2. Get a good coat. This truly makes all the difference. It’s up to you whether you want a pretty one that won’t keep you warm as well, or a super warm one that doesn’t look so great (hardly any coats do both). Personally, I love my vintage waterfowl down puffer jacket because it actually manages to keep me warm throughout Canadian winters, unlike every other coat I’ve ever owned… but you might have a stronger constitution and be able to handle some sort of rockabilly wool coat.
3. Get a great, warm, versatile scarf in a color that you love. I have a long purple scarf which my grandmother knitted for me, and it’s perfect and goes with most of my clothes; it’s also long enough that I can wrap it around up to 3 times if I want to bundle up extra tight.
4. Get lots of hats. Wool berets can be found pretty cheaply in thrift stores and vintage shops; I have several in different colors (cream, blue, black, red) and they get a lot of wear, especially on dirty hair days. I also recommend checking out Etsy for slouchy beanies (my favorites are made by Starr Crunch) in colors that you wear a lot. Hats are fairly vital because you lose a lot of heat from your head. When I wear a good knit hat and my puffer jacket, I can be literally sweating while walking down the street in Toronto in January.

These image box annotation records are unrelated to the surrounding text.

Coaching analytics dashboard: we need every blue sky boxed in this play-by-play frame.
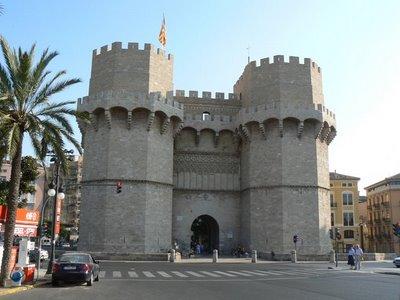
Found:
[0,0,400,193]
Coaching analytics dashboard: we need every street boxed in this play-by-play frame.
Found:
[4,261,400,300]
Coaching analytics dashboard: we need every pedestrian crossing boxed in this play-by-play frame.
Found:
[99,269,340,280]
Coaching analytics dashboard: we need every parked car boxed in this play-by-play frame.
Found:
[51,252,100,286]
[393,256,400,268]
[29,247,49,261]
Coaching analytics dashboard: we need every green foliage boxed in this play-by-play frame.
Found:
[0,156,39,208]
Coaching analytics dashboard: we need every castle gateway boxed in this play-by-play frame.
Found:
[78,42,336,255]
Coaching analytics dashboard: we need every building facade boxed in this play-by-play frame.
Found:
[329,172,365,252]
[78,42,336,255]
[365,174,400,254]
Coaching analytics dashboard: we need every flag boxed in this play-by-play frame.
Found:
[158,16,167,47]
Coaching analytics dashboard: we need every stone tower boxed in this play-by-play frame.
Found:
[78,42,183,253]
[78,42,336,257]
[234,55,336,254]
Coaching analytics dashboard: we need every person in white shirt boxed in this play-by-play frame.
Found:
[354,245,364,270]
[347,245,355,270]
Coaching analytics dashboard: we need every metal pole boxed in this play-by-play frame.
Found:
[36,197,50,280]
[46,160,60,274]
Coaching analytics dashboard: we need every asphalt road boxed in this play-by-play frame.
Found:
[2,262,400,300]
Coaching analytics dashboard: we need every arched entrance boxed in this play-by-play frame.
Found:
[190,215,219,254]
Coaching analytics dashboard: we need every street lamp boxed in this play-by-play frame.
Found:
[46,150,74,274]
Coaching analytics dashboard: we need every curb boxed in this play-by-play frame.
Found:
[0,285,34,297]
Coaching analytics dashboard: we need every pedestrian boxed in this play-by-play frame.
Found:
[354,245,364,270]
[347,245,355,270]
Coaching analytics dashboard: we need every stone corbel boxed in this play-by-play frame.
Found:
[278,120,283,137]
[214,132,219,147]
[160,117,171,134]
[258,123,267,139]
[326,129,336,145]
[174,122,184,138]
[89,113,99,131]
[147,112,156,131]
[297,121,304,138]
[315,123,324,139]
[126,111,132,130]
[194,130,200,146]
[104,109,111,129]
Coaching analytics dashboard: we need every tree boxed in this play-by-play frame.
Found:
[0,156,39,208]
[0,37,87,284]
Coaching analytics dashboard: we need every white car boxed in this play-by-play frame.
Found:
[393,256,400,268]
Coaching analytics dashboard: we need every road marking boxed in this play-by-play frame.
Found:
[256,270,281,275]
[113,271,122,278]
[157,271,172,278]
[214,271,236,277]
[240,270,268,276]
[185,271,204,277]
[128,271,139,278]
[171,271,188,278]
[227,271,251,277]
[200,271,221,277]
[143,271,156,277]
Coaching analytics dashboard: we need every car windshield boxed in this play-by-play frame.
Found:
[60,254,90,263]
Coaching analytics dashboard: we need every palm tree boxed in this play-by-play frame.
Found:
[0,36,86,284]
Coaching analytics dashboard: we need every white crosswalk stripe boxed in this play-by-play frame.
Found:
[143,271,156,278]
[171,271,189,278]
[157,271,172,278]
[227,271,251,277]
[128,271,139,278]
[200,271,221,277]
[185,271,204,277]
[256,270,280,275]
[240,270,268,276]
[113,271,122,278]
[214,271,236,277]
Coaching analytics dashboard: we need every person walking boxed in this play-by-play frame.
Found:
[354,245,364,271]
[347,245,355,270]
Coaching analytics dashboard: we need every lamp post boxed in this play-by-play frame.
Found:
[46,150,74,274]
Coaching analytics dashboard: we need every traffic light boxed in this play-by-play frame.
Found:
[293,234,299,244]
[393,222,400,237]
[335,227,342,240]
[117,181,122,194]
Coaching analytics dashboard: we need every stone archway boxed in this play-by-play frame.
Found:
[190,215,219,254]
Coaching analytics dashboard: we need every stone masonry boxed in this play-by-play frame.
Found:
[78,42,336,255]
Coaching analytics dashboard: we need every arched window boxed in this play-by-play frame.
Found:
[344,230,354,239]
[202,111,211,121]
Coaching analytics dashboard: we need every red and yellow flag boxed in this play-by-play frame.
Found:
[158,16,167,47]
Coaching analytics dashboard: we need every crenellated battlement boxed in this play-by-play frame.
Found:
[174,90,238,100]
[235,55,321,85]
[93,42,173,60]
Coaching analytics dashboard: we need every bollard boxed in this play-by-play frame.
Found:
[213,249,218,263]
[251,250,257,263]
[329,250,336,264]
[290,250,297,263]
[169,249,175,262]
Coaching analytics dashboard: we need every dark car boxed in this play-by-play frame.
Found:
[51,253,100,286]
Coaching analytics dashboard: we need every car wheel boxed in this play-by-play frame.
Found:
[86,273,93,286]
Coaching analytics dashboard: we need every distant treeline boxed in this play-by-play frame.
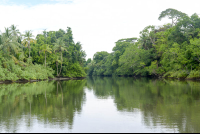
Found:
[85,8,200,79]
[0,25,86,81]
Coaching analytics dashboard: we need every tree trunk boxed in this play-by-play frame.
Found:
[56,61,58,76]
[59,51,62,76]
[44,52,46,67]
[29,46,31,58]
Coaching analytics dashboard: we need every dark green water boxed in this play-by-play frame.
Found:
[0,77,200,133]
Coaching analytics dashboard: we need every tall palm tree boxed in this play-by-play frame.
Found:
[10,25,20,37]
[10,25,22,44]
[0,28,20,55]
[22,30,36,58]
[39,44,52,67]
[52,55,62,76]
[53,39,67,76]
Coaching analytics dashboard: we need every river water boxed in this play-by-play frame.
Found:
[0,77,200,133]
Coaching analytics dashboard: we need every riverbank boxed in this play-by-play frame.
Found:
[0,77,86,84]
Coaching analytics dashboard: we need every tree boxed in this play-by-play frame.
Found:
[53,39,67,76]
[158,8,187,26]
[23,30,35,58]
[39,44,52,67]
[0,28,20,56]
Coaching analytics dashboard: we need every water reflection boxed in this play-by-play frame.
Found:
[0,80,86,132]
[0,77,200,133]
[87,77,200,133]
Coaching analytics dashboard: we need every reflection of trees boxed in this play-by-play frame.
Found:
[87,77,200,132]
[0,80,86,132]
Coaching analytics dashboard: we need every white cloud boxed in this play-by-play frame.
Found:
[0,0,200,58]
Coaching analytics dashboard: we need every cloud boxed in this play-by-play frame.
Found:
[0,0,199,58]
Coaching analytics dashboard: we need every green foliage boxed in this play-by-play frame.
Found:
[87,8,200,79]
[0,25,86,81]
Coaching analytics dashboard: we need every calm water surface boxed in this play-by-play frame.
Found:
[0,77,200,133]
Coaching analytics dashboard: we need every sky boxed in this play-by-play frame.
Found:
[0,0,200,59]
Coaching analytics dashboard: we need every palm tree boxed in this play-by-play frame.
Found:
[10,25,20,37]
[22,30,36,58]
[0,28,20,55]
[54,39,67,76]
[10,25,22,44]
[39,44,52,67]
[53,55,62,76]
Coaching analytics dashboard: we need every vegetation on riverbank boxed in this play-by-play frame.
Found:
[86,8,200,79]
[0,25,86,81]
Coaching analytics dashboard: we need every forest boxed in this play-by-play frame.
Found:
[85,8,200,79]
[0,8,200,81]
[0,25,86,81]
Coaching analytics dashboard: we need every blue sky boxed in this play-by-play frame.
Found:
[0,0,73,6]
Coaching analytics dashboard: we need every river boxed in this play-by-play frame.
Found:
[0,77,200,133]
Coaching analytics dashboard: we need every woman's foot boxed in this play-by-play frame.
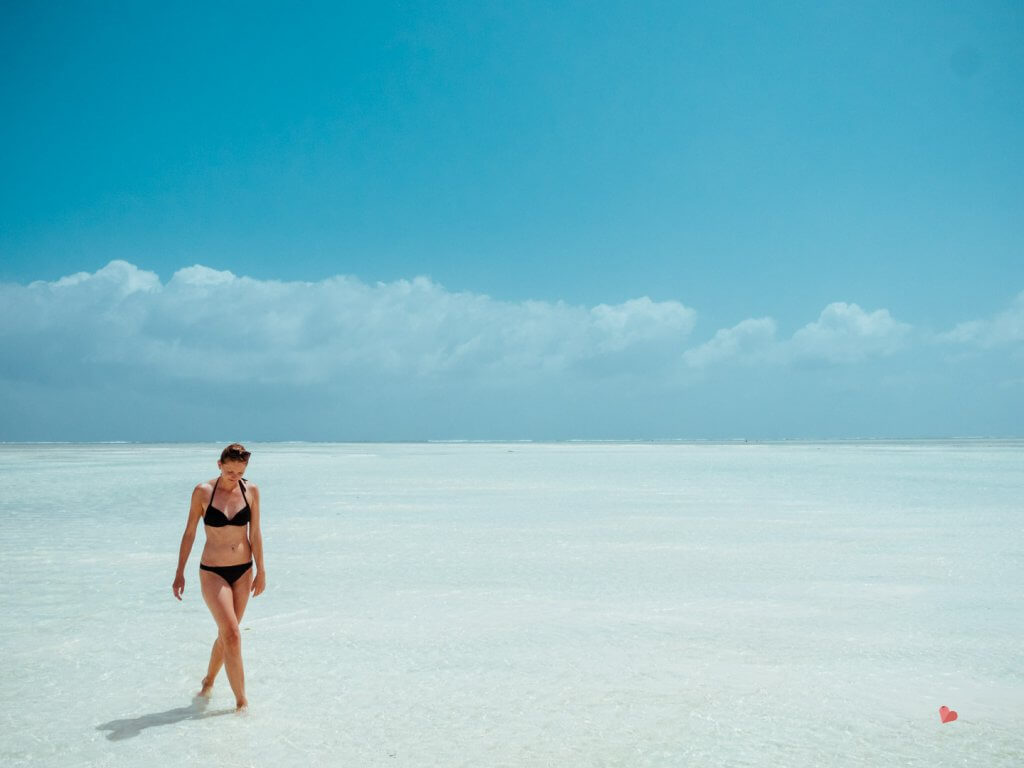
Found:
[196,677,213,698]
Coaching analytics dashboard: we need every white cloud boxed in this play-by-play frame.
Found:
[787,301,910,362]
[938,291,1024,349]
[0,261,696,384]
[683,317,775,369]
[683,301,910,369]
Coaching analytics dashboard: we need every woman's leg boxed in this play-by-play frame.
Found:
[199,568,253,696]
[199,570,251,710]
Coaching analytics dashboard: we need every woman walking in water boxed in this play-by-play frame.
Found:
[171,442,266,710]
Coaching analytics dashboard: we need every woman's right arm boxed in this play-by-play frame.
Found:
[171,485,203,600]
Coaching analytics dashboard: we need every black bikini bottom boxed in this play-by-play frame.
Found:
[199,560,253,585]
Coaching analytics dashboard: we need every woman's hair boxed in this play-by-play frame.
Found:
[220,442,252,462]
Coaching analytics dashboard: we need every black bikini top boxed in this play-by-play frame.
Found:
[203,479,251,528]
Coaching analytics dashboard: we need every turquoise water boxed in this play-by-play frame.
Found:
[0,440,1024,768]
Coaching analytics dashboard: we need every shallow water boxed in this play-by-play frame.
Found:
[0,441,1024,768]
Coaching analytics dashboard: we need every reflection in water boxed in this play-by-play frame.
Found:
[96,696,236,741]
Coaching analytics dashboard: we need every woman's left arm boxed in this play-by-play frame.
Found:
[249,485,266,597]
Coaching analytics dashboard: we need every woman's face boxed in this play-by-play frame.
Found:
[217,461,249,482]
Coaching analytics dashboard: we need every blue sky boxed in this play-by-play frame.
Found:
[0,2,1024,439]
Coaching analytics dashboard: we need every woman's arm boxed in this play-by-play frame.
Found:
[171,485,203,600]
[249,485,266,597]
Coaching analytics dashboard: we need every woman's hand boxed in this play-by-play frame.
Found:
[171,571,185,600]
[247,570,266,597]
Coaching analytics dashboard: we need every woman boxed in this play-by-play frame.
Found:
[171,442,266,711]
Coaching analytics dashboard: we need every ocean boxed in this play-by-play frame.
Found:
[0,440,1024,768]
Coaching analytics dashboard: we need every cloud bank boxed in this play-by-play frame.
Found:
[0,261,1024,439]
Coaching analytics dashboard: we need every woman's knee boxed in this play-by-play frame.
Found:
[218,625,242,650]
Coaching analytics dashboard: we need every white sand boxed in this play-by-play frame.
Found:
[0,441,1024,768]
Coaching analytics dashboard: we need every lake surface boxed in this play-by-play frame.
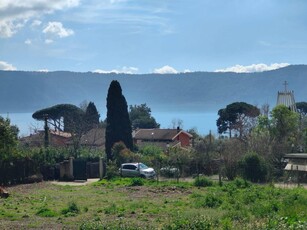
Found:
[0,112,218,136]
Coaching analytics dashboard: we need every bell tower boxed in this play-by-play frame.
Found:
[276,81,297,112]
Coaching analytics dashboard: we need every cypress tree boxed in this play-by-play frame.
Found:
[105,80,133,161]
[84,102,100,131]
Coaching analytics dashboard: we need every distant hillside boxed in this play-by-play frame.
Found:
[0,65,307,113]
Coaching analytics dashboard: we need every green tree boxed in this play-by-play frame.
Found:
[105,80,133,161]
[239,152,267,182]
[129,103,160,129]
[216,102,260,139]
[84,102,100,131]
[296,102,307,117]
[0,116,18,160]
[32,104,85,132]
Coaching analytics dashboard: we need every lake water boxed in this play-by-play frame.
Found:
[0,112,218,136]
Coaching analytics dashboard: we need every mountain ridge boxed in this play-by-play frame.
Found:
[0,65,307,113]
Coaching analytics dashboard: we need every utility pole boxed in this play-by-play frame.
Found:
[44,114,49,149]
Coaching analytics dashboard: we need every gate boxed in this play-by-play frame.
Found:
[73,160,87,180]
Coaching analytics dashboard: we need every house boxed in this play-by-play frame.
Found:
[132,128,193,149]
[19,130,71,147]
[80,128,106,151]
[284,153,307,182]
[276,81,297,112]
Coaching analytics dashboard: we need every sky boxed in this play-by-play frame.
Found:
[0,0,307,74]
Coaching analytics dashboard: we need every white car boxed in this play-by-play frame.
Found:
[119,163,156,179]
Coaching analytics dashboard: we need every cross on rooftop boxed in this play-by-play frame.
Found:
[283,81,288,92]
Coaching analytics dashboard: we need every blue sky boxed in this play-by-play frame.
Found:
[0,0,307,73]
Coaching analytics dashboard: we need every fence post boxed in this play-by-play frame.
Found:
[69,157,74,178]
[99,157,105,180]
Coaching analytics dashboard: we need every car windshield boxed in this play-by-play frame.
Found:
[139,163,148,169]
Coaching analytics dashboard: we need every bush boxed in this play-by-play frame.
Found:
[106,161,119,180]
[130,177,144,186]
[239,153,267,182]
[61,202,80,216]
[203,193,223,208]
[194,177,213,187]
[36,207,57,217]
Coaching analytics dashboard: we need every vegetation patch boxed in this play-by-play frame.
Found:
[36,207,58,217]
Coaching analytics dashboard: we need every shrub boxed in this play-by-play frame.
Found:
[130,177,144,186]
[61,202,80,216]
[35,207,57,217]
[203,193,223,208]
[239,153,267,182]
[106,161,119,180]
[162,216,215,230]
[194,177,213,187]
[233,177,251,188]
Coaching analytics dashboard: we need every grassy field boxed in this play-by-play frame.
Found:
[0,178,307,229]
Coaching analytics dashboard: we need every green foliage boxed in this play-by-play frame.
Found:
[216,102,260,138]
[129,103,160,129]
[106,161,119,180]
[112,142,139,167]
[162,216,215,230]
[194,177,213,187]
[0,116,18,161]
[239,152,267,182]
[130,177,144,186]
[84,102,100,131]
[61,202,80,216]
[32,104,85,133]
[105,80,133,160]
[296,102,307,117]
[36,207,58,217]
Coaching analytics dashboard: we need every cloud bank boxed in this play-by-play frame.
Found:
[0,0,80,38]
[153,65,178,74]
[0,61,17,70]
[43,22,74,38]
[214,63,290,73]
[93,66,139,74]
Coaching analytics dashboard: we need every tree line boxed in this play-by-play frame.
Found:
[0,81,307,182]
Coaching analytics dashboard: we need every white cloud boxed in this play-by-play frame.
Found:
[43,22,74,38]
[31,20,42,27]
[154,65,178,74]
[93,66,139,74]
[45,39,53,44]
[183,69,192,73]
[214,63,290,73]
[37,69,49,73]
[0,61,16,70]
[0,0,80,38]
[25,39,32,45]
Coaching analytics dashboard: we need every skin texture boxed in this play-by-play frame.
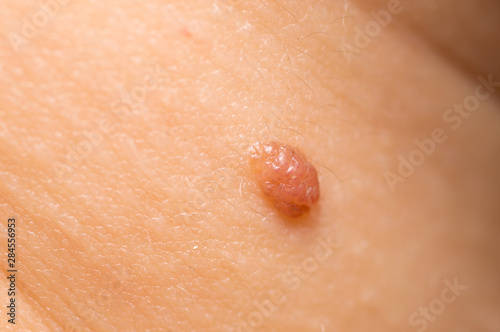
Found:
[0,0,500,332]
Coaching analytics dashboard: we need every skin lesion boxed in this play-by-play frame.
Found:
[250,141,319,217]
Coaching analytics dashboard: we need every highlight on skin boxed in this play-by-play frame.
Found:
[250,141,319,217]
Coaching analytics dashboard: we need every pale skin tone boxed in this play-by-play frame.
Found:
[0,0,500,331]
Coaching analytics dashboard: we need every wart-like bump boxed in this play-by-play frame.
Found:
[250,141,319,217]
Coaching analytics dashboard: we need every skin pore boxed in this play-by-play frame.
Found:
[0,0,500,332]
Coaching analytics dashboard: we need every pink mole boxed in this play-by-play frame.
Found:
[251,141,319,217]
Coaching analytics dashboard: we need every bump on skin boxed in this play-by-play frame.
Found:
[250,141,319,217]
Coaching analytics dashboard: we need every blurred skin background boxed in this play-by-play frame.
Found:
[0,0,500,332]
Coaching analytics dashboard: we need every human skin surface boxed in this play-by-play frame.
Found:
[0,0,500,332]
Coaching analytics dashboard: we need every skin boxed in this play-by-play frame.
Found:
[0,0,500,332]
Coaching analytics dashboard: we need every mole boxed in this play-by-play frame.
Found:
[250,141,319,217]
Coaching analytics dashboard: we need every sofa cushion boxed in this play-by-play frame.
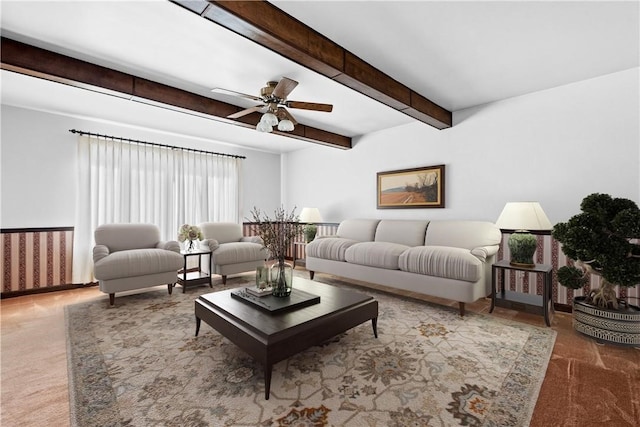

5. Make sure you have good boots. This is something you should start thinking about around August, honestly, because it’s really really important and you should be prepared. If you already have boots that you like, get them sprayed, resoled, or whatever else you need to do. And don’t make the mistake of thinking cowboy boots are acceptable snow wear, like I did; they’re not.
6. Update your wardrobe when you start to get bored. I usually find myself hating my winter clothes around January, when I’ve worn all my cute winter outfits several times and am sick to death of cashmere sweaters and thick leggings. That’s when it’s good to go to a thrift store, vintage shop, or even the mall, and stock up on pretty-yet-practical things. New hosiery, dresses, and cardigans make me much more motivated to get dressed.
7. Do a lot of layering. Kneesocks over tights. Cardigans over dresses. Dresses over shirts. Belts over everything. Anything over slips. Layering gives you lots more possibilities and is a way to infuse fun back into utilitarian winter dressing.